What Is Troubling Morgan Stanley: “We Haven’t Done Well Enough To Pack It In And Head Off To The Beach”

Sunday, May 15, 2016
By Paul Martin

by Tyler Durden
ZeroHedge.com
05/15/2016

Some interesting laments from Morgan Stanely’s chief cross-asset strategist Andrew Sheets as he explains what appears to be troubling not just Morgan Stanley’s traders and researchers, but virtually all of Wall Street.

How Can a Good Year Be Bad?

If there’s a defining characteristic of 2016, it may be that few are enjoying it. Investors who entered the year optimistic were often forced to take losses by the year’s unrelenting start. Investors who entered the year negative often struggled to turn this around quickly enough as illiquid markets bounced ferociously off. Through the end of April, the average macro hedge fund was down 0.4% and the average long/short equity fund was down 3.8% (per Hedge Fund Research Indices). And if you work on the sell-side, 2016 hasn’t exactly been a barrel of laughs either.

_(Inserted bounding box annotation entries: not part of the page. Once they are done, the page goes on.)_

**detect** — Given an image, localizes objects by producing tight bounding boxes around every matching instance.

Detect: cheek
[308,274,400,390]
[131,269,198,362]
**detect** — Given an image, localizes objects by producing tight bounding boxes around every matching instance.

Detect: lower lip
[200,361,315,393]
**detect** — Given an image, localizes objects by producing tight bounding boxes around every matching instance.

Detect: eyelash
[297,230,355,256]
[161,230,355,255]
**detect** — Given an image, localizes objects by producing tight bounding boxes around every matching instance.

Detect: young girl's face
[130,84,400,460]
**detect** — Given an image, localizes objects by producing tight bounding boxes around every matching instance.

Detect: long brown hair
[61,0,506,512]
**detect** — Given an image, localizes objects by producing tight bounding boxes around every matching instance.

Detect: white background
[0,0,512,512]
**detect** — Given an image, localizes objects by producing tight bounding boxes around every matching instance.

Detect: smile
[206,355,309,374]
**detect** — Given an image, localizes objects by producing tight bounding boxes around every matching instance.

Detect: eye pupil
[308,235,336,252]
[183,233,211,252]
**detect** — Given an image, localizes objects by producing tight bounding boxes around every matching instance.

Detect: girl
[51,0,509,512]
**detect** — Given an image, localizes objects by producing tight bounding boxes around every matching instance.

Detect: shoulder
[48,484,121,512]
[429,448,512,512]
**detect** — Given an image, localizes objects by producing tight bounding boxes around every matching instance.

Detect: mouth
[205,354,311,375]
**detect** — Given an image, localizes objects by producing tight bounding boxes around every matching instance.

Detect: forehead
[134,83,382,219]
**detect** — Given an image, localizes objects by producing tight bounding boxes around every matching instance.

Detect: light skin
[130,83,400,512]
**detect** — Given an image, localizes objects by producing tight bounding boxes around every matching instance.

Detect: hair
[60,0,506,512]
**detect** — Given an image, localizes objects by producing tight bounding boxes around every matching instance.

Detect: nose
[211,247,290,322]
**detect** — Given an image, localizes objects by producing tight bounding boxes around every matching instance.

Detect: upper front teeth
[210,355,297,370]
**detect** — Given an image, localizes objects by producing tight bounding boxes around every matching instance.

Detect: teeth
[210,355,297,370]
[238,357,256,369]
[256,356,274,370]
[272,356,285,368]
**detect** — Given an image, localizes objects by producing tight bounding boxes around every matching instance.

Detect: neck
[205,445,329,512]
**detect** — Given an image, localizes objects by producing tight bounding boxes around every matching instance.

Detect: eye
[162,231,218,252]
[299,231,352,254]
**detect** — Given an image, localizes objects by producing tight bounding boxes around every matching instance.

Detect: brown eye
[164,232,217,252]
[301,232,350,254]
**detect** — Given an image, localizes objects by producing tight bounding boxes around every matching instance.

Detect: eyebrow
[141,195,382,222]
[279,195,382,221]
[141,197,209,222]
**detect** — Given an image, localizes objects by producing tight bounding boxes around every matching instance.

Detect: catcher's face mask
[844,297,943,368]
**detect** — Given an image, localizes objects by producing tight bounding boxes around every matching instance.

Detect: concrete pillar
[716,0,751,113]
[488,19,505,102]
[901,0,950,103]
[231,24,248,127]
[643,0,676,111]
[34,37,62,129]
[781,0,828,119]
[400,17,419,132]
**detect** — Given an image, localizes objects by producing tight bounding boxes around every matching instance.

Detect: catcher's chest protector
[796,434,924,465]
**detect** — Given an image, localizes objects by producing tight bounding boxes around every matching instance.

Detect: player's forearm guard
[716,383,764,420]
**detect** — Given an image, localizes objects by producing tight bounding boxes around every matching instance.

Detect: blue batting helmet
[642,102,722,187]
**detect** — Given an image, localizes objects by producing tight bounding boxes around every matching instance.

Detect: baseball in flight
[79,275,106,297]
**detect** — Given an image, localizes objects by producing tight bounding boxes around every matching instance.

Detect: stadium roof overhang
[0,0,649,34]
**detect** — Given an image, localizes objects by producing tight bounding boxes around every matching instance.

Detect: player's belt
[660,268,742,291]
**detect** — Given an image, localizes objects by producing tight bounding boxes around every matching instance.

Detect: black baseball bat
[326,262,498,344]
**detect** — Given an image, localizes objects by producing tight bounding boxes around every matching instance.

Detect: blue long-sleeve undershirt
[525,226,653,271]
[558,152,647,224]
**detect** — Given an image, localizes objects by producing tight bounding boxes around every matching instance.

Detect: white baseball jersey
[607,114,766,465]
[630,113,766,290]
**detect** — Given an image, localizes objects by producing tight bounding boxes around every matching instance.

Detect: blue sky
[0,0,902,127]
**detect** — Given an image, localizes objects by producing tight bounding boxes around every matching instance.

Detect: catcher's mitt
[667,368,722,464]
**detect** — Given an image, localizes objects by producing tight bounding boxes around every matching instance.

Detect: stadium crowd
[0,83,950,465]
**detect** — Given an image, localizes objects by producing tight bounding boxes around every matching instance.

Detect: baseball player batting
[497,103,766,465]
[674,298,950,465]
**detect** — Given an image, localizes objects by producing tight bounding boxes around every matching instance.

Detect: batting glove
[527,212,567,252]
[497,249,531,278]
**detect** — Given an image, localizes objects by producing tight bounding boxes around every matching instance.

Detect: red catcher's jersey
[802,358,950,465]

We dwell on these difficulties only because, by a number of measures, 2016 hasn’t been bad. Global equities are down by only 0.6% YTD, despite the sharp fall at the start of the year. Global high yield is up 7.3%. EM hard-currency debt is up 7.6%. Oil is around 28% higher than where it started the year, and even global government bonds are up 8.4% on the year. US and emerging market equity volatility is now below the long-run average. As I write, I’m sure there is an individual investor in my hometown of Portland, Oregon sitting on a 50:50 portfolio of US stocks and bonds, soundly beating a large number of macro hedge funds.